Parado frente a la vitrina de las tortas, con el carrito atravesado en el pasillo y gente pasando por los costados, marcó el número de su mamá. La pregunta era la de siempre: chocolate o vainilla. Ella se quedó callada un segundo y dijo que trajera la que él quisiera, pero que llegara temprano.
No era una respuesta sobre el postre. Era una respuesta sobre el tiempo. En muchas casas, la comida es el pretexto y la hora es el mensaje real. Se discute el menú porque es más fácil que decir en voz alta que uno quiere pasar la tarde entera con su gente y no solo el rato justo de la mesa.

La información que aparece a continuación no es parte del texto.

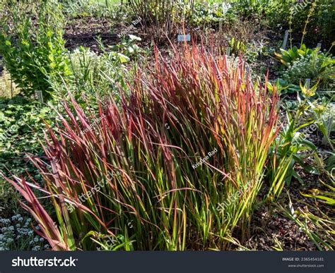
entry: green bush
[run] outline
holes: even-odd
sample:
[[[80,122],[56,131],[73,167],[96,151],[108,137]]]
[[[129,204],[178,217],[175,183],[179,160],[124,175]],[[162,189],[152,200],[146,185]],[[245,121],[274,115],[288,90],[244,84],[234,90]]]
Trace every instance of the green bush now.
[[[25,7],[11,6],[3,20],[0,54],[23,94],[31,96],[40,90],[47,99],[52,95],[49,77],[60,80],[60,76],[70,74],[62,38],[63,18],[54,1],[36,4],[27,13],[23,11]],[[32,20],[34,16],[36,22]]]

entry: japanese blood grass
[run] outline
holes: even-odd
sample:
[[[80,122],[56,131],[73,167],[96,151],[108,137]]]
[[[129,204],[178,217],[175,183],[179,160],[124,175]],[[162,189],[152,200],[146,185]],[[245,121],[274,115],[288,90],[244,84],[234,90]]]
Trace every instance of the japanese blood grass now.
[[[64,102],[68,116],[46,135],[54,171],[32,159],[58,228],[32,184],[11,181],[54,249],[94,250],[106,236],[119,243],[115,249],[228,249],[248,236],[278,133],[276,92],[252,84],[242,62],[234,67],[195,46],[172,53],[168,61],[156,50],[154,64],[129,84],[130,97],[121,107],[110,98],[98,118],[74,99]],[[105,186],[93,192],[100,181]],[[64,209],[70,203],[71,212]]]

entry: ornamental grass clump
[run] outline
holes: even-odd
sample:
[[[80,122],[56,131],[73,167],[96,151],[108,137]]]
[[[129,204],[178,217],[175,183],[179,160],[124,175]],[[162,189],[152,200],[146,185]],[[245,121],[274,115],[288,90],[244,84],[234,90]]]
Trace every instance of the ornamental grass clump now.
[[[46,132],[51,164],[31,159],[44,188],[8,179],[54,250],[229,249],[249,236],[278,131],[276,92],[204,48],[172,47],[171,56],[156,50],[100,119],[64,102],[67,115]]]

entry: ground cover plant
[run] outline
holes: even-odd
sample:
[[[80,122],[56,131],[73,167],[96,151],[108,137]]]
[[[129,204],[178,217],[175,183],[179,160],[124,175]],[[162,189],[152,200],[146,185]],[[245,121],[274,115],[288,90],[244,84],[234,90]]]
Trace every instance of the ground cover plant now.
[[[331,1],[0,10],[0,250],[334,249]]]

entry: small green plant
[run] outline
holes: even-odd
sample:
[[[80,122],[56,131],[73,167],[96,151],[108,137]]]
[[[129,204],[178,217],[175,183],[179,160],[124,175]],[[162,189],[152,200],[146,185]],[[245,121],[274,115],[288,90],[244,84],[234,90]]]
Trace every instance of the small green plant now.
[[[49,248],[46,241],[36,234],[30,218],[15,214],[10,219],[0,217],[1,250],[42,250]],[[40,229],[36,226],[35,229]]]
[[[63,18],[59,4],[53,0],[32,4],[30,14],[23,11],[24,5],[11,6],[1,23],[0,54],[23,94],[30,97],[39,90],[47,99],[52,97],[49,77],[70,74],[62,38]],[[37,23],[33,23],[33,14]]]

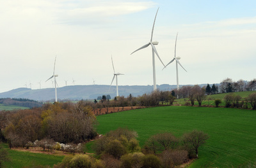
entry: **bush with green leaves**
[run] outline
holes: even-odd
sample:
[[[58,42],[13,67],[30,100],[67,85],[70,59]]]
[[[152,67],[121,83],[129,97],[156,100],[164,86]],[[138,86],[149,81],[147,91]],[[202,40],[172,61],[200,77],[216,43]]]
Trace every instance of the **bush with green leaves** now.
[[[142,158],[142,163],[143,168],[160,168],[160,159],[153,154],[148,154]]]
[[[246,100],[251,104],[252,109],[256,109],[256,93],[250,94]]]
[[[204,144],[208,138],[207,134],[197,130],[193,130],[183,135],[185,149],[189,152],[191,157],[193,157],[193,154],[195,155],[195,157],[198,157],[198,148]]]
[[[142,158],[145,155],[141,152],[135,152],[123,155],[121,158],[121,167],[141,167],[143,166]]]
[[[140,151],[136,137],[136,132],[120,128],[97,140],[92,148],[98,155],[106,153],[119,159],[128,153]]]
[[[216,108],[219,107],[219,104],[221,103],[221,100],[217,99],[214,100],[214,104]]]
[[[172,133],[160,133],[150,137],[146,141],[145,148],[147,150],[156,154],[164,150],[175,149],[179,142],[179,139]]]

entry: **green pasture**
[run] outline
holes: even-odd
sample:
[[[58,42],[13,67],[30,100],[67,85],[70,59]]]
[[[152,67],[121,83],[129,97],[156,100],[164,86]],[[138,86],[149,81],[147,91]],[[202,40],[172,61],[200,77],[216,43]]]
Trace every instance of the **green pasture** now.
[[[189,167],[250,167],[256,162],[256,111],[248,109],[164,106],[97,116],[97,132],[118,127],[136,130],[141,146],[152,135],[170,132],[177,137],[194,129],[210,138]]]
[[[18,151],[9,150],[8,144],[0,144],[6,149],[11,160],[4,164],[4,167],[34,167],[36,165],[50,165],[61,162],[64,158],[63,156],[55,156],[42,153],[34,153],[31,152]]]
[[[245,97],[248,97],[250,94],[256,92],[255,91],[246,91],[246,92],[232,92],[231,94],[234,94],[235,95],[239,95],[242,97],[242,99],[244,99]],[[230,93],[225,93],[225,94],[213,94],[213,95],[207,95],[205,100],[204,100],[202,104],[204,105],[212,105],[215,106],[214,100],[215,99],[221,99],[222,102],[219,105],[220,106],[225,106],[225,102],[224,102],[224,97],[229,94]],[[183,99],[175,99],[173,102],[173,104],[181,104],[185,105],[186,102],[190,102],[188,98],[183,98]],[[161,102],[159,103],[161,104]],[[195,105],[198,105],[196,100],[195,101]]]
[[[17,109],[29,109],[28,108],[22,107],[22,106],[17,106],[14,105],[10,105],[6,106],[3,104],[0,104],[0,111],[1,110],[13,110]]]

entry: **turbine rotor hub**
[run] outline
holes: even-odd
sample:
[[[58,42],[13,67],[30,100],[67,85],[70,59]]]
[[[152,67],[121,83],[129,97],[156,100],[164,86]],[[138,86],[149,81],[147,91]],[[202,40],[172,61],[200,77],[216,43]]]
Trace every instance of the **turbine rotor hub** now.
[[[153,44],[153,45],[158,45],[158,41],[155,41],[152,42],[152,43]]]

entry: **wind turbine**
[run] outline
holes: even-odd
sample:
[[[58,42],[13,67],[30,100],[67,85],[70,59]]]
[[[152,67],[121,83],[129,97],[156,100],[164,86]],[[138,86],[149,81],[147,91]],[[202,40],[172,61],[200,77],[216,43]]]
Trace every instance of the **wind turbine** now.
[[[159,8],[158,8],[157,11],[156,11],[156,17],[155,17],[155,20],[154,20],[154,24],[153,24],[153,27],[152,27],[152,32],[151,32],[151,38],[150,38],[150,41],[148,42],[148,43],[147,43],[145,45],[143,45],[143,46],[141,46],[141,48],[140,48],[139,49],[137,49],[136,50],[135,50],[134,52],[133,52],[132,53],[141,50],[143,48],[147,48],[148,47],[149,45],[151,45],[152,46],[152,62],[153,62],[153,81],[154,81],[154,91],[156,91],[156,66],[155,66],[155,53],[156,54],[156,55],[157,55],[158,59],[160,60],[161,62],[162,62],[163,65],[165,67],[164,63],[163,63],[163,61],[161,60],[159,55],[158,55],[158,53],[156,49],[156,47],[154,45],[158,45],[158,42],[157,41],[152,41],[152,38],[153,38],[153,31],[154,31],[154,27],[155,25],[155,22],[156,22],[156,16],[157,15],[157,12],[158,12],[158,10],[159,9]]]
[[[38,82],[37,83],[39,84],[39,85],[40,85],[40,89],[41,89],[41,81],[40,81],[40,82]]]
[[[113,63],[113,59],[112,59],[112,56],[111,56],[111,60],[112,60],[112,66],[113,66],[113,69],[114,70],[114,76],[113,77],[113,80],[112,80],[112,81],[111,81],[111,83],[110,84],[110,86],[109,86],[109,90],[110,90],[110,87],[111,87],[111,85],[112,85],[112,83],[113,83],[113,81],[114,81],[114,80],[115,80],[115,77],[116,77],[116,97],[118,97],[119,96],[119,95],[118,95],[118,82],[117,82],[117,76],[118,75],[124,75],[124,74],[121,74],[121,73],[115,73],[115,67],[114,67],[114,64]]]
[[[187,72],[187,71],[186,71],[185,68],[184,68],[184,67],[182,67],[182,66],[180,64],[180,62],[179,61],[179,60],[180,59],[180,57],[176,57],[176,43],[177,43],[177,37],[178,37],[178,32],[177,33],[177,35],[176,35],[175,46],[175,50],[174,50],[174,58],[169,63],[168,63],[168,64],[166,66],[166,67],[168,65],[169,65],[170,64],[171,64],[172,62],[173,62],[174,60],[176,60],[177,89],[179,90],[179,75],[178,75],[178,64],[184,69],[184,70],[185,70],[186,72]]]
[[[68,81],[68,80],[64,80],[65,81],[66,83],[66,87],[67,87],[67,81]]]
[[[51,76],[48,80],[47,80],[45,81],[47,81],[49,80],[51,80],[51,78],[54,78],[54,85],[55,85],[55,102],[58,102],[57,100],[57,88],[56,88],[56,77],[58,76],[58,74],[55,74],[55,63],[56,63],[56,59],[57,56],[55,57],[55,61],[54,61],[54,66],[53,67],[53,74],[52,76]]]
[[[29,81],[29,86],[30,86],[30,88],[32,89],[32,83],[30,82],[30,81]]]

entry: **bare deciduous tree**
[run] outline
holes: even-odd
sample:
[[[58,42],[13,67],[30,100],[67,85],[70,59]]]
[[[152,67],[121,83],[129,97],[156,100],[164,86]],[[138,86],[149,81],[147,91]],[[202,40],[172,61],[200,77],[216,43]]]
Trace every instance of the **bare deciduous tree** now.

Estas llamadas desde el supermercado son un ritual silencioso que casi nadie nombra. Duran dos minutos, se hacen de pie entre góndolas, y sin embargo son de las conversaciones más frecuentes que muchas familias tienen. Preguntar si compro pan es también preguntar cómo estás, sin la incomodidad de preguntarlo directo.
Vale la pena notar quién elige el postre en cada familia. Casi siempre hay una preferencia que se respeta desde hace años, muchas veces la de alguien que ya no está en la mesa, y que nadie discute. Se sigue comprando el mismo sabor por costumbre, y esa costumbre funciona como una manera discreta de recordar.
Si vas a llevar algo, hay un par de cosas prácticas que ayudan. Las tortas con crema sufren en un auto caliente, así que conviene comprarlas al final del recorrido y llevarlas en el piso, no en el asiento. Y siempre conviene preguntar cuántos van a ser, porque el número real suele ser mayor que el anunciado.
También sirve preguntar de otra manera. En vez de chocolate o vainilla, probar con qué te gustaría hoy. La primera pregunta ofrece dos opciones; la segunda abre una conversación. A veces la respuesta es que preferiría un flan, o que no hace falta postre y que mejor lleves el pan que le gusta.
Y está el otro lado: quien espera. Poner la mesa antes de tiempo, mirar el reloj, calentar dos veces la comida. Ese trabajo invisible pesa, y una llamada avisando que estás a veinte minutos vale más de lo que parece. La puntualidad, en familia, es una forma concreta de cariño.
Terminó llevando las dos tortas. Sobró casi entera la de vainilla, se comieron toda la de chocolate y él llegó una hora antes de lo que había prometido. Su mamá no dijo nada sobre eso, pero se sentó en la cocina a hablar con él mientras se hacía el café, que era exactamente lo que había pedido.